Question type question.
If I create an NPC and set its knowledge to public is that information able to be accessed by ANY character mentioning the relevant information or does the NPC need to be present for the information to be queried?
Like... If I edit Darian and say "Favourite food":"His favourite food is blueberry scones" and I set it to public and then ask Aldric about Darian's favourite food I absolutely assume that that the information could be queried, otherwise it would defeat the purpose of a public setting.
BUT. If I edit Darian and say "Blueberry scone incident":"The most funny thing ever, was mortifying for Darian, everyone recalls it differently" and I set it to public then ask Aldric about the now titular blueberry scone incident; would I get a response involving the knowledge or would I get nothing because Darian would need to be referenced upfront to even query it?
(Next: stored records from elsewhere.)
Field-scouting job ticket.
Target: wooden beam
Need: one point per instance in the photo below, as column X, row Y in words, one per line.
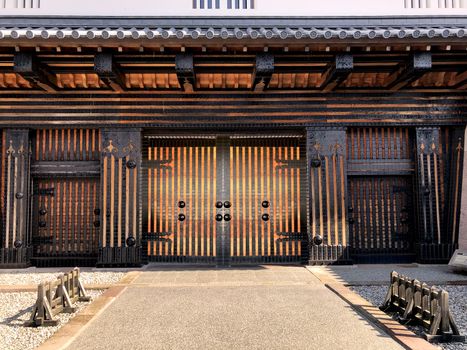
column 337, row 72
column 264, row 68
column 108, row 72
column 185, row 70
column 418, row 64
column 461, row 81
column 29, row 67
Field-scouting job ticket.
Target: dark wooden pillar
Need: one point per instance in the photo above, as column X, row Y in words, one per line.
column 455, row 154
column 16, row 242
column 327, row 199
column 439, row 176
column 120, row 239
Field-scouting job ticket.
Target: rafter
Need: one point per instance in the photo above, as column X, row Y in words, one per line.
column 461, row 81
column 29, row 67
column 184, row 68
column 108, row 72
column 337, row 72
column 418, row 64
column 264, row 68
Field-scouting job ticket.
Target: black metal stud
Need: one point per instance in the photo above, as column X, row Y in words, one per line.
column 318, row 240
column 131, row 164
column 130, row 241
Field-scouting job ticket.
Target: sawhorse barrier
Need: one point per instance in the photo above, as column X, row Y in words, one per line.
column 416, row 302
column 57, row 296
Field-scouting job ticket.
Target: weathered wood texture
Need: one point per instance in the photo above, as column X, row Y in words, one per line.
column 439, row 167
column 418, row 303
column 381, row 208
column 327, row 181
column 120, row 241
column 15, row 199
column 66, row 220
column 247, row 110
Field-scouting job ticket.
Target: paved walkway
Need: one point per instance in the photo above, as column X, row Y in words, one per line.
column 379, row 274
column 270, row 307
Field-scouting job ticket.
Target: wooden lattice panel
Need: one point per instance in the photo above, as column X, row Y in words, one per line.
column 381, row 212
column 365, row 80
column 13, row 81
column 223, row 81
column 181, row 180
column 66, row 144
column 66, row 217
column 267, row 195
column 79, row 81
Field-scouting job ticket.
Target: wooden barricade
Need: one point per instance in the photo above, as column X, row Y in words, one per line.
column 54, row 297
column 416, row 302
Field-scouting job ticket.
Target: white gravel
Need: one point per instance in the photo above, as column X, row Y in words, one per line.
column 457, row 303
column 27, row 278
column 15, row 309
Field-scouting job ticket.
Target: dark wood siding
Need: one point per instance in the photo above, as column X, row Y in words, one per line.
column 232, row 109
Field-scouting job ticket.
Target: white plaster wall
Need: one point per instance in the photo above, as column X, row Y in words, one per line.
column 263, row 8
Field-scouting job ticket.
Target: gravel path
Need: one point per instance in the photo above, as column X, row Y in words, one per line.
column 15, row 309
column 457, row 303
column 26, row 278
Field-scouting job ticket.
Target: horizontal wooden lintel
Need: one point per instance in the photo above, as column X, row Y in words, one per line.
column 65, row 168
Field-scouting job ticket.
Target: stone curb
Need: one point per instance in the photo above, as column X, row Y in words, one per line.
column 33, row 287
column 66, row 334
column 373, row 314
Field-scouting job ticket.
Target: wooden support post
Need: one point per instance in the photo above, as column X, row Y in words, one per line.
column 28, row 66
column 433, row 244
column 16, row 239
column 108, row 72
column 264, row 68
column 327, row 195
column 454, row 186
column 120, row 237
column 337, row 72
column 415, row 68
column 185, row 72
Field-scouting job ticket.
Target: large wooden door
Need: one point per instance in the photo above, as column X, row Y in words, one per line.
column 66, row 220
column 224, row 199
column 381, row 196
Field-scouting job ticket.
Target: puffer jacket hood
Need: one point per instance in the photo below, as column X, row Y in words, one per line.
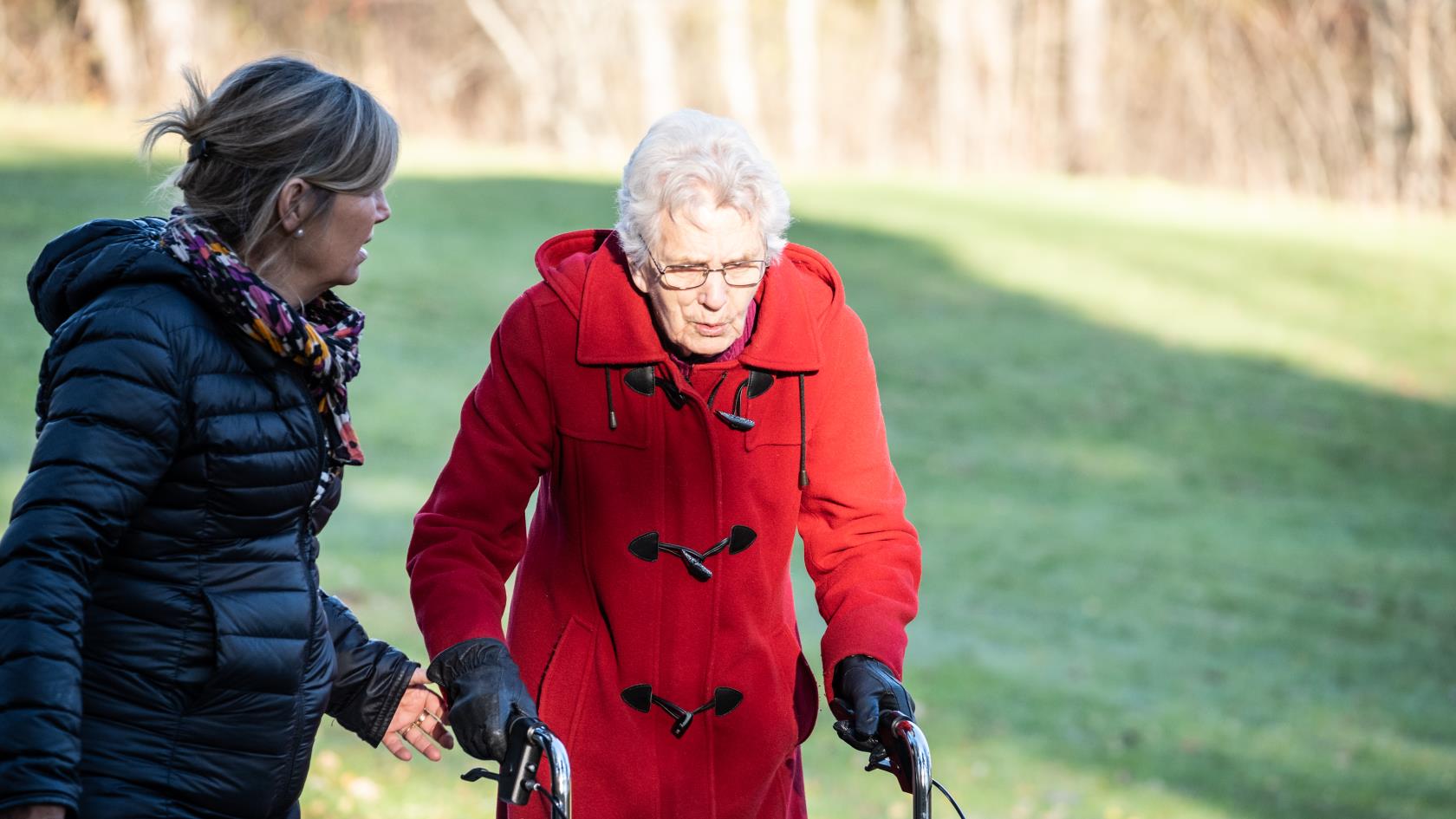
column 168, row 650
column 86, row 261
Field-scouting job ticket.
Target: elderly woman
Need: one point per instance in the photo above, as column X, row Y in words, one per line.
column 166, row 649
column 687, row 393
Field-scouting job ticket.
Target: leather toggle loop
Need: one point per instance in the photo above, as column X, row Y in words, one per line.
column 650, row 544
column 646, row 382
column 756, row 385
column 641, row 699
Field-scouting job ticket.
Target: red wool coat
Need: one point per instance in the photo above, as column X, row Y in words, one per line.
column 597, row 613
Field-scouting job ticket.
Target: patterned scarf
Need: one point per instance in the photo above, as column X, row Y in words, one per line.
column 323, row 338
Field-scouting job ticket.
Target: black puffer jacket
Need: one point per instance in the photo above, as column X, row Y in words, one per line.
column 165, row 649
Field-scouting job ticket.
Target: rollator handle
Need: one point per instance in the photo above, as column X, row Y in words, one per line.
column 526, row 739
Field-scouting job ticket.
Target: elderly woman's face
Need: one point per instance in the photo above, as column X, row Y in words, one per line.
column 706, row 320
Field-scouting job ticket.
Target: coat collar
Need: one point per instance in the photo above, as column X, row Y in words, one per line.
column 616, row 322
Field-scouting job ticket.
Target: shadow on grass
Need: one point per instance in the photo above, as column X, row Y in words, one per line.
column 1209, row 571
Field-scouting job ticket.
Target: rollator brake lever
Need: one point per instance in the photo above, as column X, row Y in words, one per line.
column 526, row 739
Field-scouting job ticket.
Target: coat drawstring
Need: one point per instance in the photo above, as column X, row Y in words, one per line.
column 612, row 413
column 728, row 417
column 804, row 471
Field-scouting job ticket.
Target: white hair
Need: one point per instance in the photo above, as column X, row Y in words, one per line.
column 691, row 159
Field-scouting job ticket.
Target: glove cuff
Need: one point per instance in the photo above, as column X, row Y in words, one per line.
column 465, row 658
column 842, row 667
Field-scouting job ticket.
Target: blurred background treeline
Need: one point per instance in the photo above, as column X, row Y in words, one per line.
column 1351, row 100
column 1181, row 459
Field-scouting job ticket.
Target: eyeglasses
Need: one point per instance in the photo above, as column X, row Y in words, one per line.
column 746, row 273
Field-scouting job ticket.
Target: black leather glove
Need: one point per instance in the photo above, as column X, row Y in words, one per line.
column 864, row 686
column 484, row 686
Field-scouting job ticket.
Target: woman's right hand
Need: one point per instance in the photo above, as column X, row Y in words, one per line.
column 34, row 812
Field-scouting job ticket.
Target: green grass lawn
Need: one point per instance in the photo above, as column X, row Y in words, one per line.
column 1183, row 465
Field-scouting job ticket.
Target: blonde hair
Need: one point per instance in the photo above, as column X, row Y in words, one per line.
column 267, row 123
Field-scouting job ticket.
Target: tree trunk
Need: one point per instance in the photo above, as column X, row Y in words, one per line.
column 951, row 83
column 801, row 27
column 655, row 64
column 993, row 31
column 1423, row 166
column 1387, row 114
column 1087, row 57
column 114, row 38
column 884, row 120
column 171, row 28
column 736, row 63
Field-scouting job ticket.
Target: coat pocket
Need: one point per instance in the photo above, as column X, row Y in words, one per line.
column 259, row 639
column 564, row 682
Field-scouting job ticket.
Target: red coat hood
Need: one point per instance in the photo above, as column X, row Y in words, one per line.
column 588, row 271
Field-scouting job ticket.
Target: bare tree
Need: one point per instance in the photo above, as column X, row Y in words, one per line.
column 655, row 63
column 171, row 31
column 801, row 27
column 890, row 77
column 114, row 36
column 736, row 63
column 1423, row 168
column 952, row 77
column 1385, row 95
column 993, row 36
column 1087, row 55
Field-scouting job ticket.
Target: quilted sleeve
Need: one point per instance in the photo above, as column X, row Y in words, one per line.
column 109, row 426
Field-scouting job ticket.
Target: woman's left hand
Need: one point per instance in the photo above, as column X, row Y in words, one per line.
column 419, row 722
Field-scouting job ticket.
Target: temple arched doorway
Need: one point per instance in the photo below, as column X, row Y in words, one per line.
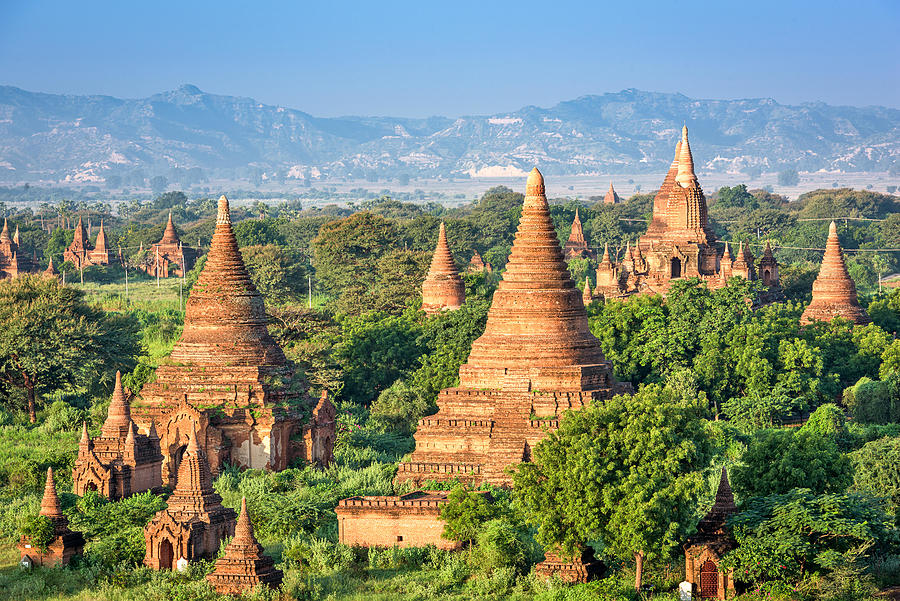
column 166, row 555
column 676, row 267
column 709, row 580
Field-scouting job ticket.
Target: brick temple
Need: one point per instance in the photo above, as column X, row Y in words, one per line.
column 576, row 246
column 536, row 359
column 705, row 549
column 66, row 543
column 168, row 257
column 834, row 292
column 229, row 379
column 443, row 289
column 243, row 566
column 195, row 522
column 679, row 243
column 81, row 253
column 120, row 462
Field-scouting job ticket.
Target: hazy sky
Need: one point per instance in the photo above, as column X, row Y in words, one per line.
column 452, row 58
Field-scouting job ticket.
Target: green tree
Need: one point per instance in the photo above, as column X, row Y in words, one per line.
column 51, row 339
column 628, row 471
column 466, row 513
column 778, row 460
column 784, row 537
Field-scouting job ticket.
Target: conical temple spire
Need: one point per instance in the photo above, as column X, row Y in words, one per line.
column 536, row 320
column 685, row 174
column 118, row 418
column 50, row 503
column 225, row 318
column 834, row 292
column 170, row 236
column 442, row 289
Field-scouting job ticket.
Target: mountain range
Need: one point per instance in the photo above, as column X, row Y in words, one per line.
column 87, row 138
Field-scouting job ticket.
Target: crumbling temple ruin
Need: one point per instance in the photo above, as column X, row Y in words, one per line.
column 443, row 289
column 168, row 257
column 228, row 377
column 243, row 566
column 195, row 522
column 536, row 359
column 65, row 545
column 704, row 550
column 119, row 462
column 576, row 246
column 410, row 520
column 12, row 261
column 81, row 254
column 611, row 197
column 679, row 242
column 834, row 293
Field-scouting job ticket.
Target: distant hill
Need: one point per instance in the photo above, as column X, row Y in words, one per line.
column 87, row 138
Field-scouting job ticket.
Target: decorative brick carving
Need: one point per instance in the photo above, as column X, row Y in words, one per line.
column 834, row 293
column 243, row 566
column 121, row 461
column 195, row 522
column 704, row 550
column 443, row 289
column 66, row 543
column 228, row 377
column 411, row 520
column 536, row 358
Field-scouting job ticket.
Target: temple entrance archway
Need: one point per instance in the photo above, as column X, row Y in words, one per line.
column 166, row 555
column 676, row 267
column 709, row 580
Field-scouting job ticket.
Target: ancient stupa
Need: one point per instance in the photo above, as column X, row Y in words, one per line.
column 443, row 289
column 576, row 246
column 195, row 522
column 66, row 543
column 611, row 197
column 834, row 293
column 705, row 549
column 243, row 566
column 227, row 376
column 536, row 359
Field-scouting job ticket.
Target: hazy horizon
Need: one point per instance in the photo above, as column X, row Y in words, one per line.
column 413, row 60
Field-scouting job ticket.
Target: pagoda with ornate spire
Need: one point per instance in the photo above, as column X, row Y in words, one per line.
column 169, row 257
column 536, row 359
column 443, row 289
column 195, row 522
column 228, row 377
column 679, row 242
column 243, row 566
column 576, row 247
column 834, row 292
column 611, row 197
column 704, row 550
column 121, row 461
column 65, row 544
column 13, row 262
column 81, row 253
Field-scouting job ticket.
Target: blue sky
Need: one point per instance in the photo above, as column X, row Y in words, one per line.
column 424, row 58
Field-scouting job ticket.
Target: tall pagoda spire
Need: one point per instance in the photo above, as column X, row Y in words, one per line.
column 611, row 197
column 685, row 175
column 50, row 503
column 442, row 289
column 243, row 565
column 225, row 317
column 834, row 293
column 118, row 418
column 170, row 236
column 535, row 317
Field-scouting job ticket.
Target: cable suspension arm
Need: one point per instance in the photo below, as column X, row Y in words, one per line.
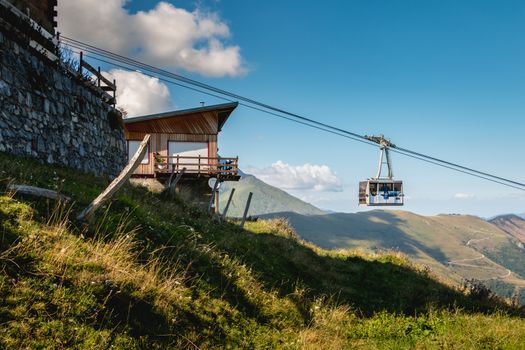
column 278, row 112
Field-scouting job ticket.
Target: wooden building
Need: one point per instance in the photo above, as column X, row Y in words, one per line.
column 182, row 139
column 41, row 11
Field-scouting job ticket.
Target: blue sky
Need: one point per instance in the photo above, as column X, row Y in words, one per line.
column 445, row 78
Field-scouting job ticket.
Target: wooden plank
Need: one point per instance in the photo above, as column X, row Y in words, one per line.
column 213, row 194
column 94, row 71
column 246, row 209
column 38, row 192
column 176, row 181
column 225, row 212
column 117, row 183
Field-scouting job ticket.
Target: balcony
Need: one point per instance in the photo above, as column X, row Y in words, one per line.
column 224, row 168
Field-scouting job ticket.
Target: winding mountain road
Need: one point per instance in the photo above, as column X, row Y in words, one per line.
column 461, row 262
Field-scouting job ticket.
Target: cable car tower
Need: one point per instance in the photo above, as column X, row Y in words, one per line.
column 378, row 190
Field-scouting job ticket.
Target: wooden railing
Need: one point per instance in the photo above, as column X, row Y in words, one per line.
column 197, row 165
column 99, row 78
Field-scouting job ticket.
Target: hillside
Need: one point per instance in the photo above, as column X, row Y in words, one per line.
column 152, row 272
column 266, row 199
column 513, row 225
column 455, row 247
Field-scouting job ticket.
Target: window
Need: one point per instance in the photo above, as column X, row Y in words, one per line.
column 133, row 146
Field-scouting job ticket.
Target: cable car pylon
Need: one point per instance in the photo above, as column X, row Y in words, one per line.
column 378, row 190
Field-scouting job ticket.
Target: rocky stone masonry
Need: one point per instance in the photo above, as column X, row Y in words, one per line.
column 49, row 114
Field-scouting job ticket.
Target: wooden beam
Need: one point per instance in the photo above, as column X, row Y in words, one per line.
column 38, row 192
column 117, row 183
column 246, row 209
column 228, row 204
column 177, row 178
column 213, row 194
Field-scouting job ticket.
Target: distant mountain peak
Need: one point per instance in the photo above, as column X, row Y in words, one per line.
column 266, row 199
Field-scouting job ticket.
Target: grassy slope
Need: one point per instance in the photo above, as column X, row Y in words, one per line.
column 151, row 272
column 266, row 199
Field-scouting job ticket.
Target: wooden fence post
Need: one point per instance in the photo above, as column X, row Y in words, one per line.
column 174, row 183
column 246, row 209
column 213, row 195
column 114, row 186
column 228, row 204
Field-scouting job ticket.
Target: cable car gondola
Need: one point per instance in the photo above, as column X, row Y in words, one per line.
column 382, row 191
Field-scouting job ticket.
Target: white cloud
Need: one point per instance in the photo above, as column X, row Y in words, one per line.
column 165, row 35
column 299, row 177
column 464, row 195
column 139, row 94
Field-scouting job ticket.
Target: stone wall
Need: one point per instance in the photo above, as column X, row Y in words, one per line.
column 49, row 113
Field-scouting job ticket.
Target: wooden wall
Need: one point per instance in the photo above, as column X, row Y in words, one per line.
column 41, row 11
column 159, row 143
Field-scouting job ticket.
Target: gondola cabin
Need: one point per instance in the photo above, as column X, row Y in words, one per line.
column 381, row 192
column 182, row 139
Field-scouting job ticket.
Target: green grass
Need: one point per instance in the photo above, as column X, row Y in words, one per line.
column 153, row 272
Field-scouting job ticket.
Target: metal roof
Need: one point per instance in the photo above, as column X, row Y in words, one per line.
column 224, row 110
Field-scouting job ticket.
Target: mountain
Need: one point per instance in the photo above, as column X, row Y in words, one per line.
column 513, row 225
column 266, row 199
column 151, row 271
column 456, row 247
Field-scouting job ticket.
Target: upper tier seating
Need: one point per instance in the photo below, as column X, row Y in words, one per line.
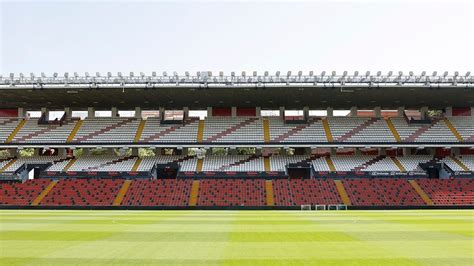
column 458, row 191
column 231, row 192
column 381, row 192
column 313, row 131
column 83, row 192
column 7, row 125
column 160, row 192
column 21, row 193
column 107, row 129
column 233, row 129
column 31, row 160
column 231, row 163
column 154, row 131
column 295, row 192
column 31, row 132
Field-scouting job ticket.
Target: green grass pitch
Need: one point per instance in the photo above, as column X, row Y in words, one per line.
column 415, row 237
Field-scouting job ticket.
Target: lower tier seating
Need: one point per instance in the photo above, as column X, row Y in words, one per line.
column 449, row 192
column 381, row 192
column 291, row 192
column 231, row 192
column 160, row 192
column 83, row 192
column 21, row 193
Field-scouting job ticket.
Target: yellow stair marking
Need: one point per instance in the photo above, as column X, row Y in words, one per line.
column 199, row 165
column 266, row 164
column 140, row 128
column 200, row 131
column 74, row 131
column 420, row 192
column 5, row 167
column 393, row 129
column 330, row 164
column 269, row 193
column 327, row 129
column 461, row 164
column 69, row 164
column 136, row 164
column 16, row 130
column 342, row 192
column 266, row 130
column 194, row 193
column 399, row 164
column 43, row 194
column 453, row 129
column 121, row 194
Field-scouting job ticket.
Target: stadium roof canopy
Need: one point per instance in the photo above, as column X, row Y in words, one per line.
column 293, row 91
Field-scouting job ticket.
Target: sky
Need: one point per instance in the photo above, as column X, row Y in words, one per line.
column 145, row 36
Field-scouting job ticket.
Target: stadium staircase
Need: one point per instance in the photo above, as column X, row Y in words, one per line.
column 342, row 192
column 269, row 193
column 41, row 131
column 421, row 130
column 370, row 162
column 105, row 129
column 420, row 192
column 453, row 129
column 398, row 164
column 15, row 131
column 44, row 193
column 74, row 131
column 327, row 130
column 111, row 162
column 169, row 130
column 296, row 129
column 393, row 129
column 232, row 129
column 357, row 129
column 121, row 194
column 193, row 197
column 140, row 128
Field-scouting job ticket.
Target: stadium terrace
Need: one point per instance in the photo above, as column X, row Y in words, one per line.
column 247, row 141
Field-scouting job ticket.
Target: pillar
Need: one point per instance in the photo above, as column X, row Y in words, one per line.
column 90, row 112
column 21, row 112
column 378, row 111
column 68, row 112
column 423, row 111
column 353, row 112
column 330, row 112
column 449, row 111
column 400, row 111
column 114, row 112
column 282, row 112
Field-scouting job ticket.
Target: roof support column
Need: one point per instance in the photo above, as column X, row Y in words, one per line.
column 90, row 112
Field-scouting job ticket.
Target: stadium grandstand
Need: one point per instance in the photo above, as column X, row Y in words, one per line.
column 245, row 140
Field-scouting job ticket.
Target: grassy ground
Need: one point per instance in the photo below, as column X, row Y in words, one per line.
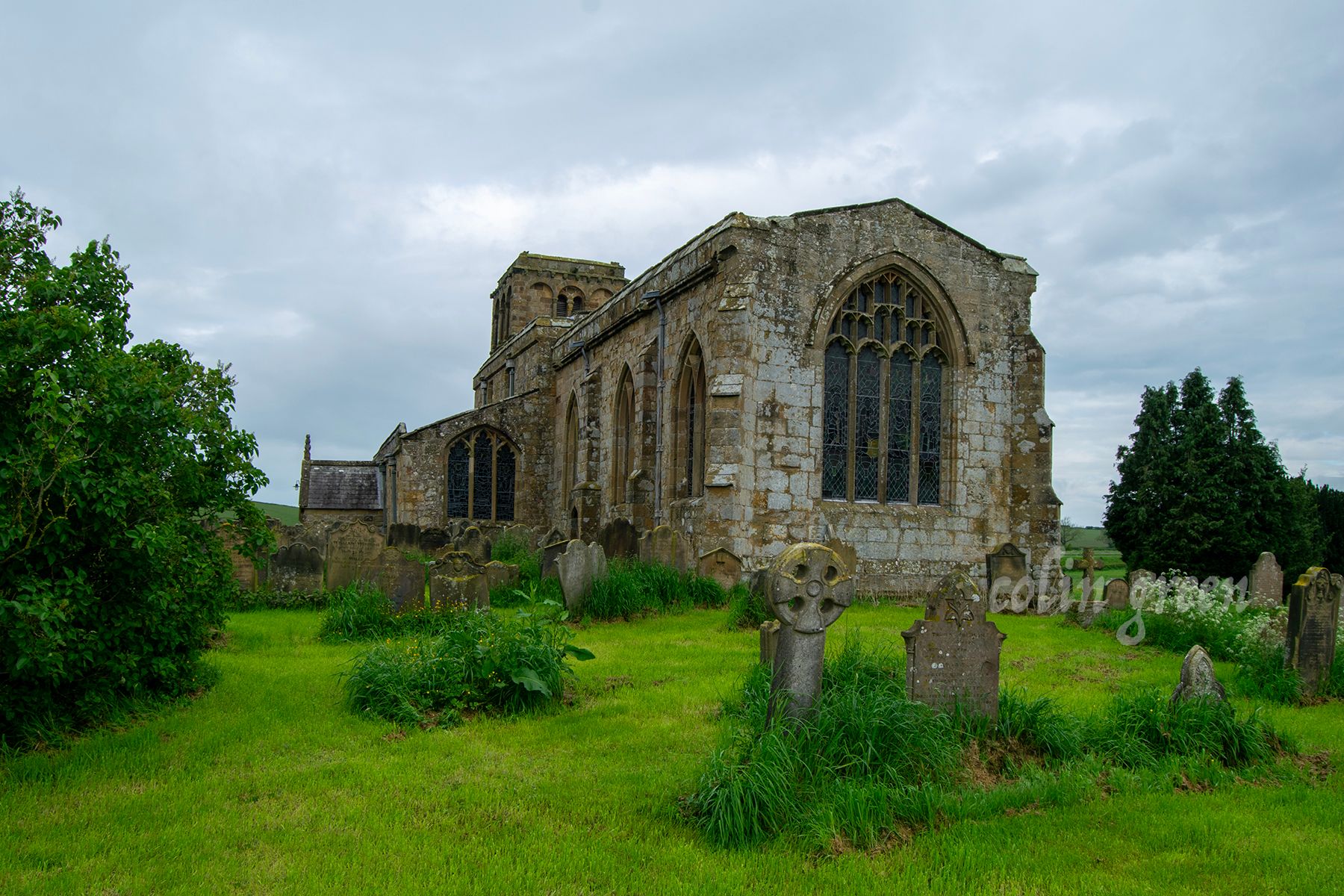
column 269, row 785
Ex; I create a dummy NPC named 'Lorebook' and fill their knowledge information with a lot of public stuffs.
Can access its public information without it being in the conversation and/or being referenced?
I want NPC's to easily be able to understand background information that I might want to incept about my character, race, or general information that should be somewhat outwardly apparent without cluttering the character description.
I absolutely COULD manually add the same information to every existing NPC using the new system but it'd be much easier if I knew this worked.
I personally presume, that 'public' means, all NPCs have access to that knowledge if you ask them about it. Regardless if the custom NPC who brought the knowledge into the pool is present in the conversation or not. But they obviously must be enabled into the session.
So, for your blueberry scone incident example, I'd Aldric would probably make something up from his perspective. Every NPC will probably make something up and even conflict with each other, since you specified everyone recalls it differently.
Huh, a 'Lorebook' character specifically with lore is an interesting idea to introduce things into the world that are not about a specific NPC and centralize it all somewhere for managing. I might use this idea, only make the NPC would be a "god of knowledge" so they have an in game reason for being, which is to inject lore into everyone's brains.
Your best bet is to just fill your custom NPC's knowledge set with anything related to them, and mark the parts you want publicly known to other NPCs. As long as it's at least tangentially related to your custom NPC, set it with them. Otherwise, put it into your 'lorebook' NPC. If you want certain knowledge to be intentionally misunderstood, then you'd probably want both perspectives on the same knowledge, making one public and misunderstood, while the other private and only that the NPC knows.